Across the street from my hotel, there is a load speaker attached to a telephone poll. It looks like part of the communist-era public address system that was in place in the small Czech town where a lived as an exchange student, back in high school. Except that whereas the system in the Czech republic used to spurt out propaganda, and by the time I arrived, merely announced events at the local community centre, the one across the street from my hotel here in Senegal is used for more sacred purposes.

On Thursday at about 8PM, it began screaming a lilting chant, reminiscent of the call to prayer that wakes me briefly each morning, but more melodic. I stopped and asked a passer-by what it was. An evening call to prayer, perhaps? The words of the Koran? “No,” he explained, “it’s very old sacred poetry” particular to Mourdisme, Senegal’s largest and one of its oldest muslim brotherhoods.

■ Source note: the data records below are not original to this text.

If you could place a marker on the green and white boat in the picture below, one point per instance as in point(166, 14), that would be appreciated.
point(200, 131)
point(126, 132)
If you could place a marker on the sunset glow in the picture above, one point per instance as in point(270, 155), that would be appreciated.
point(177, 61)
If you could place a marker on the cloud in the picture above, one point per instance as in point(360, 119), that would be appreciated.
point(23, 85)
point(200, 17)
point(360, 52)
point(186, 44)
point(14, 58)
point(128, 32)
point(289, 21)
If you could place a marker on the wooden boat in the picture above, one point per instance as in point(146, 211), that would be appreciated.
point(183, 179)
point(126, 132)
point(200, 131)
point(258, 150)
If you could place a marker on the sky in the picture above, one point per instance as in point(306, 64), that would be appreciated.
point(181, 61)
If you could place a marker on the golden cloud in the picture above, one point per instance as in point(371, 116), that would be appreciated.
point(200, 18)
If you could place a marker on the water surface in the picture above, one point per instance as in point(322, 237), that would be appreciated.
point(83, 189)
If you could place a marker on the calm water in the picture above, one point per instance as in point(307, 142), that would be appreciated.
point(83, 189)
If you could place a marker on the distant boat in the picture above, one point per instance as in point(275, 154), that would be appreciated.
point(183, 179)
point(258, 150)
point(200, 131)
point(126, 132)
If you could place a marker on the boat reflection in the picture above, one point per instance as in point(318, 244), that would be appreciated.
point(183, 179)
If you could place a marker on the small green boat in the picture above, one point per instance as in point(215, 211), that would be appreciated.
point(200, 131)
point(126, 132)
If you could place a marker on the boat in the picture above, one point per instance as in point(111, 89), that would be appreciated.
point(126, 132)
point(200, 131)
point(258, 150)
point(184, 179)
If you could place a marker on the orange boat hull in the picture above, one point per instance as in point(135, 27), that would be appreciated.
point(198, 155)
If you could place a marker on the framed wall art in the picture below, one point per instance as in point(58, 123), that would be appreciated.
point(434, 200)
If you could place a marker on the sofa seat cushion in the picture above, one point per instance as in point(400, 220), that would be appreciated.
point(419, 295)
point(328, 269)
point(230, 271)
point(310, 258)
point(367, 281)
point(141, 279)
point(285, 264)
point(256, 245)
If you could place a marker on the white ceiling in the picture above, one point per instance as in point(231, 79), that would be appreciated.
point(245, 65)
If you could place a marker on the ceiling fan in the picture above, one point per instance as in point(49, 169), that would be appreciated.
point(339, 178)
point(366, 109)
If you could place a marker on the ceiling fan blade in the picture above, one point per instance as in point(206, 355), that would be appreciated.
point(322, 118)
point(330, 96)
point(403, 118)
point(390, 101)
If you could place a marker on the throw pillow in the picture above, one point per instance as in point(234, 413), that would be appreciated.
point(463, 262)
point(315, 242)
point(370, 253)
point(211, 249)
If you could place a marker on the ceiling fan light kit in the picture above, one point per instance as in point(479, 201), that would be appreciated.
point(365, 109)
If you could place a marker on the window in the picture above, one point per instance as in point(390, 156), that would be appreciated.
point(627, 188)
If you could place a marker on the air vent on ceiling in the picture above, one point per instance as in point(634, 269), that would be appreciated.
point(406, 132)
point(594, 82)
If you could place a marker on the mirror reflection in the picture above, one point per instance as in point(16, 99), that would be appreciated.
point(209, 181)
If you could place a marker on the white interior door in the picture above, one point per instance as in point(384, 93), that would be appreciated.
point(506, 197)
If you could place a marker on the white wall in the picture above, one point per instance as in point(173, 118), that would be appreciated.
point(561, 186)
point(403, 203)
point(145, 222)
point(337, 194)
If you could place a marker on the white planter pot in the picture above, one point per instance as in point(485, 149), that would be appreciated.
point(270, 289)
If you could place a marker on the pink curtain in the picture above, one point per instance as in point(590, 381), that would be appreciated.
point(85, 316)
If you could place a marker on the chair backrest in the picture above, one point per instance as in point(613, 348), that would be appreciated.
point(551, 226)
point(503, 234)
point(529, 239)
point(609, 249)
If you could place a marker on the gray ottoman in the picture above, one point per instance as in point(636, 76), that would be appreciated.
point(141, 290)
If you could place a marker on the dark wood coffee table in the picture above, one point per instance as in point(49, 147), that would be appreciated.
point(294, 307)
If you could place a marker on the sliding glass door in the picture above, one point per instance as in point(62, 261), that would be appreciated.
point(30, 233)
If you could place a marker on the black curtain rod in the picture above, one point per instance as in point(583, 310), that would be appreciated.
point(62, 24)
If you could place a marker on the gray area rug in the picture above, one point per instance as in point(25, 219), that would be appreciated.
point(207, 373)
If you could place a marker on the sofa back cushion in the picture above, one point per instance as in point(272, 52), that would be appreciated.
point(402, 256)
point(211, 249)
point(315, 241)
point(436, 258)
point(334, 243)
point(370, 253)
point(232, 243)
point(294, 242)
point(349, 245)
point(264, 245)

The chant was beautiful, but amplified to such an extent that it became distorted and strained. To my ears, frankly, it was, frankly, grating. Irritating. But then, at about 9PM, the power cut out, and the loud speaker was silenced. That’s when I heard the voices, chanting in unison, the same poems that the speaker was broadcasting moments earlier. I headed outside to investigate. About 25 men were seated on several prayer matts pushed together in the middle of an ally, huddled around several candles. At first, I watched from a distance. More men came and joined the group. I stopped one to ask if it was all right that I was listening — it wasn’t disrespectful, or otherwise offensive, was it? “Of course not,” he answered. “In fact, come join us, please!” So I did. I took off my shoes and socks, and took a seat on the mats. More men streamed in, and before long, I was in the middle of a group of at least one hundred people. Only the men in the centre chanted. The rest just sat, listening with me, occasionally snapping their fingers in rhythm to the chant, filling the gaps as the men took a breath. It was a powerful, beautiful experience, and a potent reminder of the important role faith plays in so many people’s lives.